Observed variable using custom function

I’m trying to implement in the “non-pedagogical learner” in section 3.1.1 of this paper. The observation itself is a list {(x1, y1), ... (xn, yn)}, we’re trying to infer a rule r, and the likelihood function is a complicated function of the two: exp(-b*Q_r(c)).

I can’t seem to figure out how to make an observed variable in pymc using a custom function that I define (Q_r).

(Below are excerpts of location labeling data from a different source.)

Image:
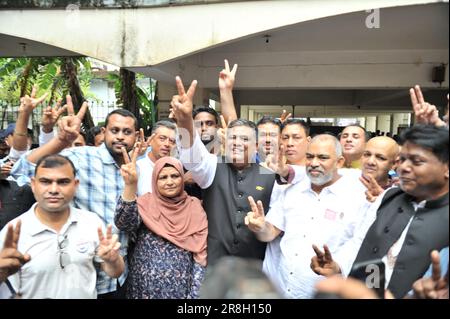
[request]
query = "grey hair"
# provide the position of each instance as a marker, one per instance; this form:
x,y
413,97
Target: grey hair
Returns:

The problem is that Q_r is a function of a random variable, so it’s not instantiated until I sample proposed_regex, but I can’t make it a fully deterministic variable because I need to index into an dictionary with the value of proposed_regex (which I can’t do because it’s a RV).

Here was how I did it in pymc2, where I just had to return the log-likelihood from a function with the observed decorator (this also felt kind of wrong to me, unsure if there was a more proper way to do it).

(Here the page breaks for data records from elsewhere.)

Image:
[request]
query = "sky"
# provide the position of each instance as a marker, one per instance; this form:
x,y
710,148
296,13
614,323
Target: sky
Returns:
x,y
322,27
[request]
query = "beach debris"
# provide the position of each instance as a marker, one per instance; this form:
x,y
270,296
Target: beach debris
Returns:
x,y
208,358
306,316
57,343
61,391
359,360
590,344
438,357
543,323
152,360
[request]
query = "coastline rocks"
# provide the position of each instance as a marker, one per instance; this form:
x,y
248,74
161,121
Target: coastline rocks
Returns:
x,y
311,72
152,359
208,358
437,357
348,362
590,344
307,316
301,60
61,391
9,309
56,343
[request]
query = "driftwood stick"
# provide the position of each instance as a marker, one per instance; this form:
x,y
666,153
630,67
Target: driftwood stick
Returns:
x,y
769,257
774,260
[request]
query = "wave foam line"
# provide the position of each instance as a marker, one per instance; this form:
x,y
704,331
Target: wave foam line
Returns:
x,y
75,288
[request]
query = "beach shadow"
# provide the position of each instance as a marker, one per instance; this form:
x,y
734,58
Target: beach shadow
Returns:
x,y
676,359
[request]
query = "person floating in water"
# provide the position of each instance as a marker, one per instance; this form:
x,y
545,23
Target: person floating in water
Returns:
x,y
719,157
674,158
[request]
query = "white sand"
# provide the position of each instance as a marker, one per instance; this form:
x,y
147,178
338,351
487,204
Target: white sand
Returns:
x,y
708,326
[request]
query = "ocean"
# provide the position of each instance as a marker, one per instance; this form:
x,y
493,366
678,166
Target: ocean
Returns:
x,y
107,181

@pm.observed(name="examples")
def examples(value=obs_corpus, r=proposed_regex):
    Q_r = sum([q_r(r, corpora_data[ex]) for ex in obs_corpus])
    return -beta*Q_r

Here’s my attempt (not runnable, but perhaps inspecting my model definition would help debug the problem):

# Observed data
obs_corpus = [0, 1, 2, 0, 1, 2, 0, 1, 2, 0, 1, 2]
beta = 1

learner_model = pm.Model()
with learner_model:
    # Regex priors
    priors = np.array([math.exp(-len(r)) for r in all_hypotheses])
    priors = priors / np.sum(priors)
    proposed_regex = pm.Categorical("proposed_regex", p=priors) 
    
    def q_r(regex, ex):
        """
        Returns 1 if example is labeled incorrectly, 0 o/w.
            ex: a tuple (<example>, <teacher label>) = ("aaa", 1)
        """
        return xor(ex[1], match(all_hypotheses[regex], ex[0]))

    ## The next two lines are broken
    Q_r = pm.Deterministic("Q_r", sum([q_r(proposed_regex, corpora_data[ex]) for ex in obs_corpus])) # total number of incorrect examples
    examples = pm.Exponential("examples", 1, observed=math.exp(-beta*Q_r)) 

I would suggest you to turn the function q_r into a matrix and index to it for boolean computation. Specifically, you dont need to compare the actually string within q_r for your purpose, as long as you have the index it is sufficient. Working with matrix also allow you to avoid the for loop and easier to use theano operation.